Reports of a ‘major blow’ to G4S following the collapse of a ‘multi-million deal to outsource services’ for Bedfordshire, Cambridgeshire and Hertfordshire police forces paint a very gloomy outlook for software and IT services (SITS) providers targeting the police sector.
However, PAC believes that this announcement simply highlights the shift in emphasis for Police IT following the election of Police and Crime Commissioners (PCCs) in November 2012, and that some major opportunities remain for SITS suppliers.
Prior to the election, large broad-scope outsourcing engagements with private partners were becoming the favoured approach for forces to tackle the savings targets set after the Comprehensive Spending Review (CSR) of 2010. This led Lincolnshire Police, facing a budget cut of £19.7m following CSR 2010, to award a ten-year, £200m support services outsourcing contract to G4S in return for savings of £28m. Several forces, including Beds+Cambs+Herts, were ‘signatory forces’ for this process, prompting discussions with G4S as to how they could achieve similar savings.
However the election of PCCs, many of whom (such as Cambridgeshire’s Sir Graham Bright) stood on a platform of increasing police numbers, meant that outsourcing agreements involving large-scale personnel transfers became less politically acceptable. For example, the proposed agreement between G4S and Beds+Cambs+Herts involved the transfer of 1,191 staff.

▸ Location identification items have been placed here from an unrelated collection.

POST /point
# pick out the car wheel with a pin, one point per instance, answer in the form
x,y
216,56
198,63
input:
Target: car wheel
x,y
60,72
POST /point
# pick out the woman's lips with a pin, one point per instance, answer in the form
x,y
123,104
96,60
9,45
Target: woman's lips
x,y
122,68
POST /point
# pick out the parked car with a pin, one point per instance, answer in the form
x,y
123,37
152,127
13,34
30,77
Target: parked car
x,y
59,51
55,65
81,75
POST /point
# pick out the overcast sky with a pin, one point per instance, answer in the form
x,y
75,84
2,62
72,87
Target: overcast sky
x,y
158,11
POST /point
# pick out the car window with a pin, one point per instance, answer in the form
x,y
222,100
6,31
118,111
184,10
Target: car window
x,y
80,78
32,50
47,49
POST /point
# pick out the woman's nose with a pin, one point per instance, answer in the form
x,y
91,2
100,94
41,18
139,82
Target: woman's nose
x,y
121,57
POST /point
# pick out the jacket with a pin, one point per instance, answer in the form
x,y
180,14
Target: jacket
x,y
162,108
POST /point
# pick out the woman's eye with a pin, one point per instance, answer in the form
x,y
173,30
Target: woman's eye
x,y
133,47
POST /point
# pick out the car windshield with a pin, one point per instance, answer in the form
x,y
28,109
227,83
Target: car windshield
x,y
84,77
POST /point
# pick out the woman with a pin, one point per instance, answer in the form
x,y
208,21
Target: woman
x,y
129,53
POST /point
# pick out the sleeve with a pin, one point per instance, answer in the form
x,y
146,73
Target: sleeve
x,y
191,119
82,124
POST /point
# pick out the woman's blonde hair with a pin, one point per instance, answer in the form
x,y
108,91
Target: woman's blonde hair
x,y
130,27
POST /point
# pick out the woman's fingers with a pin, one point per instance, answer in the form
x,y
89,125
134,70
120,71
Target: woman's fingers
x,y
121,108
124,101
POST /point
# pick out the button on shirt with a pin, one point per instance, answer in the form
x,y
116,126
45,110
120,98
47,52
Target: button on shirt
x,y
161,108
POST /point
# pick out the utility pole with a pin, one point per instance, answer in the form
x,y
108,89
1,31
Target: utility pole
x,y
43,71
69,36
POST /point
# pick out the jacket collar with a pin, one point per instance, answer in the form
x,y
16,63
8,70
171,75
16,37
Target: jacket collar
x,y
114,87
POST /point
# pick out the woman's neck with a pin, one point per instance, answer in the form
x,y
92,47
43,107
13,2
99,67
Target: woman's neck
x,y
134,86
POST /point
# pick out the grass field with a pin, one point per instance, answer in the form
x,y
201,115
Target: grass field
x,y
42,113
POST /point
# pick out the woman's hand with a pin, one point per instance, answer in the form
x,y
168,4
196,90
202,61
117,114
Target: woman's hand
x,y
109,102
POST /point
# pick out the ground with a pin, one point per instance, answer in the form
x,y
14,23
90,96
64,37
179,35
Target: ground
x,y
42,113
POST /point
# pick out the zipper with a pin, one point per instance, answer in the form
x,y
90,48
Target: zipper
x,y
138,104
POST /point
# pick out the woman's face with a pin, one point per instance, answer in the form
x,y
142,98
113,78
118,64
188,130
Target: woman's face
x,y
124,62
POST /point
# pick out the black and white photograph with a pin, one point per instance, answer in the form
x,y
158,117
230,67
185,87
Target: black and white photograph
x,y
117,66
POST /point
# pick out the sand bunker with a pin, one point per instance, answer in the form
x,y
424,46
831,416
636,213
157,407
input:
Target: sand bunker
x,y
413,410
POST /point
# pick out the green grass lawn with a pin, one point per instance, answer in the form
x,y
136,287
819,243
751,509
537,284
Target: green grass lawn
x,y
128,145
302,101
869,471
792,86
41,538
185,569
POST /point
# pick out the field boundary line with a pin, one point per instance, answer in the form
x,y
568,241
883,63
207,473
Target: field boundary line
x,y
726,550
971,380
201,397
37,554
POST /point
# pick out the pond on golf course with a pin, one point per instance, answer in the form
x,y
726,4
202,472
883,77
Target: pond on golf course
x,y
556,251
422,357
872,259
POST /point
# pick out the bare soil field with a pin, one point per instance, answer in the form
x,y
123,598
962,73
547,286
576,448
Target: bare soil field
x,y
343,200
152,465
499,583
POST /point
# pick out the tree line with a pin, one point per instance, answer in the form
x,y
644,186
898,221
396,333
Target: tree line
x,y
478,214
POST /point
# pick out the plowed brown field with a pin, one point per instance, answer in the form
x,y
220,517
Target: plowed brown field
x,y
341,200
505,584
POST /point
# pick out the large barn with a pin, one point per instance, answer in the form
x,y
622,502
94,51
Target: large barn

While talks to replicate a service for Beds+Cambs+Herts alongside the G4S/Lincolnshire Police agreement have come to an end, it is indicative that Hertford Police Chief Constable Andy Bliss stated:
“My focus remains on continuing to fight crime and deliver a great policing service, yet dealing with the challenge of making significant savings. I shall be working very closely with David Lloyd, the Police and Crime Commissioner, as we now look at all possible options to ensure that we jointly maximise the efficient use of every pound spent on policing in Hertfordshire.”
Significantly, the scope of these ‘options’ includes ongoing discussions with G4S. Therefore, it is PAC’s view that SITS engagements will remain an important means for helping police forces to achieve their cost reduction targets. Instead of transferring personnel, the focus must fall elsewhere. This means that SITS providers that can offer solutions that make smarter and more efficient use of technology platforms are well placed to succeed.
PAC expects that ‘basic’ infrastructure management agreements are likely to be one focus area. With IT outsourcing a relatively immature market for all but the largest forces, such as the Metropolitan Police of London and the Northern Ireland Police Service, this could provide some low-hanging fruit for SITS providers. It would help free-up forces staff to take on more front-line roles while avoiding the politically sensitive issue of ‘privatising’ police jobs.
Another example of the kind of proposition that PAC envisages becoming more important in the post-PCC climate is Capgemini’s ‘T-Police’ offering. Built on Oracle eBusiness and Oracle Integrated Policing technology platforms, T-Police offers a ‘Police back-office in a box’, and is already used by forces such as Cheshire and Northamptonshire.
However, with much of the savings coming through the automation of back-office processes, forces will need to tread carefully. Greater savings can be made by cutting these jobs, but at the risk of losing political capital. There is also the potential to release these officers for front-line duty which will result in reduced savings, but can help meet PCC targets such as increasing the number of officers on the beat.
Although this shift in demand does not spell disaster for SITS opportunities in the UK emergency services sector, it will slightly dampen the level of growth. PAC now expects SITS spending in the emergency services space to increase at a CAGR of 1.6% to reach £398m by 2015. This means that it will still outstrip growth in the overall UK public sector.